Welcome to the twenty-second edition of our monthly newsletter, Keeping Up With Competition. June 2025 was a relatively quiet month for the Competition Commission of India (CCI) in terms of new orders, but there were still significant developments. The CCI concluded a major case involving copper producers Hindalco and Vedanta, which provided important insights into the concept of collective dominance in India and the reasonableness of conditions in volatile markets. Additionally, the CCI approved nine merger notifications, demonstrating its ongoing efficiency and dedication to improving the ease of doing business in the country. The following section provides a more in-depth look at the order of the CCI.
CCI Closes Case Against Hindalco and Vedanta, Citing No Collective Dominance (order available here.)
The CCI recently closed a significant case concerning alleged anti-competitive practices by Hindalco Industries Limited (Hindalco/OP-1) and Vedanta Limited (Vedanta/OP-2) (collectively OPs). The informants, Airen Metals Private Limited (Informant no. 1) and Airen Copper Pvt. Ltd. (Informant no. 2) (collectively Informants), who regularly purchased refined copper, had accused the two copper companies of violating Sections 3 and 4 of the Competition Act, 2002 (Act).
According to the Informants - Hindalco and Vedanta operate as a duopoly, dominating approximately 75% of India's refined copper market over the last three decades.
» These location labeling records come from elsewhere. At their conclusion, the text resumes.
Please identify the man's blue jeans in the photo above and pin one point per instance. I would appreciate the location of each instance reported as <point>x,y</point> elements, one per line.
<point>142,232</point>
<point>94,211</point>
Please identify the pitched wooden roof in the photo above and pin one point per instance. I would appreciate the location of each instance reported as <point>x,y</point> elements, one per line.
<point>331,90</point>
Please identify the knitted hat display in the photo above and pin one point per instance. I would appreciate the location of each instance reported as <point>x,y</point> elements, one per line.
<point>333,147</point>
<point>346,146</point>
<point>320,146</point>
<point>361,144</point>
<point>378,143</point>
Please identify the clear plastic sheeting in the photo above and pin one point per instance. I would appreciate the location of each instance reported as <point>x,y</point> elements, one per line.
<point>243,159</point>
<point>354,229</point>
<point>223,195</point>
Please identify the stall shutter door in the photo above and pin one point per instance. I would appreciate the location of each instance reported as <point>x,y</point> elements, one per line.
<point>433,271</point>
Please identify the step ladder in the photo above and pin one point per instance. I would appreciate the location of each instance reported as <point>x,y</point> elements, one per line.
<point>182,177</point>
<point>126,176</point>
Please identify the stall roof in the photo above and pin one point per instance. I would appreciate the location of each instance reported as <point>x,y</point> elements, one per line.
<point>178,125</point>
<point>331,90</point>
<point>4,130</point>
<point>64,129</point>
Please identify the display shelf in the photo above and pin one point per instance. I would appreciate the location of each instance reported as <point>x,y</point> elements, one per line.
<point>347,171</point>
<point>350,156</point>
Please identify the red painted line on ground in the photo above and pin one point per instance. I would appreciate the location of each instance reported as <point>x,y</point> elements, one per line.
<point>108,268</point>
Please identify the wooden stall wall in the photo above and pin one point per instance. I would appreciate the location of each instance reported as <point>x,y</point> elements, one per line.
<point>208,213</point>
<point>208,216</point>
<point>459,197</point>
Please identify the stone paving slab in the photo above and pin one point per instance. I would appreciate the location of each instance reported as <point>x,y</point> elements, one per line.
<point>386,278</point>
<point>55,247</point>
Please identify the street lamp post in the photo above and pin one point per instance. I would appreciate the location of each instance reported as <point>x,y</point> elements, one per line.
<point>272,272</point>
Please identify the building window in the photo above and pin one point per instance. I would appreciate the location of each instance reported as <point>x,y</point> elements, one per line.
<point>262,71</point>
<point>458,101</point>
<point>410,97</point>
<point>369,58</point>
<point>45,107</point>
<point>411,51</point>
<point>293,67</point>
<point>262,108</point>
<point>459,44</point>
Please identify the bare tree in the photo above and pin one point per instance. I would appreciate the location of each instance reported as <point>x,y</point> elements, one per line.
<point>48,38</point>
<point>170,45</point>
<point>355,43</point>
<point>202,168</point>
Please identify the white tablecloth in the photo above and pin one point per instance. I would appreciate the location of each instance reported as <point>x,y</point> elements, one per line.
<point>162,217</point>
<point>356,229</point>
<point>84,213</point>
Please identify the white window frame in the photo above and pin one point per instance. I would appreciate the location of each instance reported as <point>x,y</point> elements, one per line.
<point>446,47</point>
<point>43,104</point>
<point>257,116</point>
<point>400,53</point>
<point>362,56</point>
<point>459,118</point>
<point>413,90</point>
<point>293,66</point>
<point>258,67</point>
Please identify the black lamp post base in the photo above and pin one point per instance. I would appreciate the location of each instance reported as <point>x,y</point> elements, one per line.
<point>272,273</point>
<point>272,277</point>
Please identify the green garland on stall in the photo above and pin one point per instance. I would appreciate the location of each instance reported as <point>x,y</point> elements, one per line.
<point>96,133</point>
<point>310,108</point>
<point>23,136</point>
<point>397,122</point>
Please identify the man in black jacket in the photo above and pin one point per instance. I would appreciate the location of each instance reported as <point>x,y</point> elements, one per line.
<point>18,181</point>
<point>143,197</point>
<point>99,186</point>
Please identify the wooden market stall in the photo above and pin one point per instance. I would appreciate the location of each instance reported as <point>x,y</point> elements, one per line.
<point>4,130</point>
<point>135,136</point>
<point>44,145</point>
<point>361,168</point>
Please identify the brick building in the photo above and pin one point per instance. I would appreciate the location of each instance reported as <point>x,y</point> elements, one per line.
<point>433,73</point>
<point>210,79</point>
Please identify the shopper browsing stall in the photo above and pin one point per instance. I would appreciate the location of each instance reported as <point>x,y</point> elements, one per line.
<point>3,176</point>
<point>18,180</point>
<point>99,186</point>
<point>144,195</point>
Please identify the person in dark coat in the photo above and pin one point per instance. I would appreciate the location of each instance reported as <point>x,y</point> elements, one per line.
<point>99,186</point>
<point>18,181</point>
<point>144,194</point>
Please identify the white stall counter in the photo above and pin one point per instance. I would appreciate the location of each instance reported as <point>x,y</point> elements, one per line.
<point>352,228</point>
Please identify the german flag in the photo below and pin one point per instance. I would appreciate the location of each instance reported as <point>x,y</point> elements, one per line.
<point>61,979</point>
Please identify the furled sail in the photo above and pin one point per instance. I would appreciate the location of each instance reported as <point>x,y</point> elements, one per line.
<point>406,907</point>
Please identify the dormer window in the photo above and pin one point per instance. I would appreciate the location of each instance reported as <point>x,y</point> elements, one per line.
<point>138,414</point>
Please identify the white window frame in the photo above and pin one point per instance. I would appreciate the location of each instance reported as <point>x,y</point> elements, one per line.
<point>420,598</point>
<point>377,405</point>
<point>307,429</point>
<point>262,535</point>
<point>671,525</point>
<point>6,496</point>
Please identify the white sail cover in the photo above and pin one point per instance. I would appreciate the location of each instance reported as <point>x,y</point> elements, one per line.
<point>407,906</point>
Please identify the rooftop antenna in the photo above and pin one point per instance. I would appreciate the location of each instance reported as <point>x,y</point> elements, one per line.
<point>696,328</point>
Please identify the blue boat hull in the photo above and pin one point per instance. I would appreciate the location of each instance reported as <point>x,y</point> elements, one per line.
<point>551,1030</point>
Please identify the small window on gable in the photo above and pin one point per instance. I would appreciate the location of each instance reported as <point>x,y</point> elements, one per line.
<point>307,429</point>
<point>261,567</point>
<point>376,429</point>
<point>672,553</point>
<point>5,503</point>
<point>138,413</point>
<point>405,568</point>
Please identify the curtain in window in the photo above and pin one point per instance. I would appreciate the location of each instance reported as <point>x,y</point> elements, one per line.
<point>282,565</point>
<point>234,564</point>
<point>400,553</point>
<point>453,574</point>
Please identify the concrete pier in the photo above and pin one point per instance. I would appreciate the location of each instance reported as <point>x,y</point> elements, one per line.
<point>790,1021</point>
Specifically, Hindalco is reported to hold a 55-62% market share, while Vedanta accounts for 18-22% of the country's annual refined copper consumption of 6.6 lakh tonnes.
The Informants raised the following concerns:
Opaque and Unfair Pricing: OPs allegedly forced buyers to book copper at an unknown London Metal Exchange’s (LME) Cash Settlement Price (CSP), while OPs immediately hedged, preventing buyers from benefiting from price drops.
Identical Marketing Policies: Both OPs had similar policies allowing them to liquidate bookings and recover losses if customers did not lift the copper, hinting at coordinated behavior.
Burden on Purchasers: Buyers were required to provide a booking margin/Bank Guarantee (BG) of 5-10% and faced "Mark to Market" (MTM) payments if LME prices fell.
Premature BG Invocation: During the COVID-19 pandemic, the OPs allegedly invoked BGs worth INR 50.35 crores almost simultaneously, despite sufficient time until expiry. This, the Informants claimed, was a concerted abuse of dominant position, leading to their bank accounts being overdrawn and forcing them into the Corporate Insolvency Resolution Process (CIRP).
Unshared Profits: The Informants contended that OPs recovered losses from unlifted copper but did not share profits from de-pricing these volumes, citing gains of over INR 7.37 crores for Hindalco and over INR 36 lakhs for Vedanta from such actions.
CCI’s Observations: No collective dominance, and commercial prudence
No Collective Dominance under Act: In its assessment, the CCI reiterated that the Act does not envisage the concept of ‘collective dominance’. As such, the allegations against Hindalco and Vedanta, described as operating a duopoly, were deemed to fall outside the scope of the Act. This position aligns with the CCI’s established jurisprudence over the past several years, which has consistently held that collective dominance is not covered under the current legal framework (see Sonam Sharma and Sanjeev Rao).
Commercial Prudence, Not Abuse: The CCI found that Hindalco had given the Informants multiple opportunities to fulfil the purchase. It held that in a volatile commodity market, conditions allowing sellers to de-price and recover losses for unfulfilled contracts are not inherently unfair. Such clauses manage price risks for sellers, and buyers defaulting on terms cannot benefit from their own non-performance.
Civil Dispute: The CCI viewed the issues related to the premature invocation of BGs as civil and contractual disputes between the parties, and these types of disputes ordinarily did not require its intervention. The CCI also noted that the police had filed Final Reports on FIRs lodged by the Informants against OP-1, considering those disputes civil in nature. In the past, the CCI assessed the use of BGs on a case-by-case basis, considering the specific facts and business justifications to determine whether the demand for excessive or use of BGs leads to a contravention of the Act. (see Imperia Structures Limited and Sai Wardha Power Company Limited).
Based on its analysis, the CCI concluded that there was no prima facie case of contravention of Section 4 of the Act. As a result, the CCI closed the matter and rejected the request for interim relief under Section 33 of the Act.
Implications
This decision solidifies the CCI's stance on "collective dominance" not being covered under the Act. It underscores that standard commercial practices for managing price risks in volatile commodity markets, even if strict, are unlikely to be deemed anti-competitive unless clear abuse of a single entity's dominant position or a cartel is proven. Disputes rooted purely in contractual breaches, such as BG invocations, will likely continue to be directed towards civil redressal mechanisms. This ruling sets a helpful precedent, drawing a line between commercial risk management and anti-competitive conduct.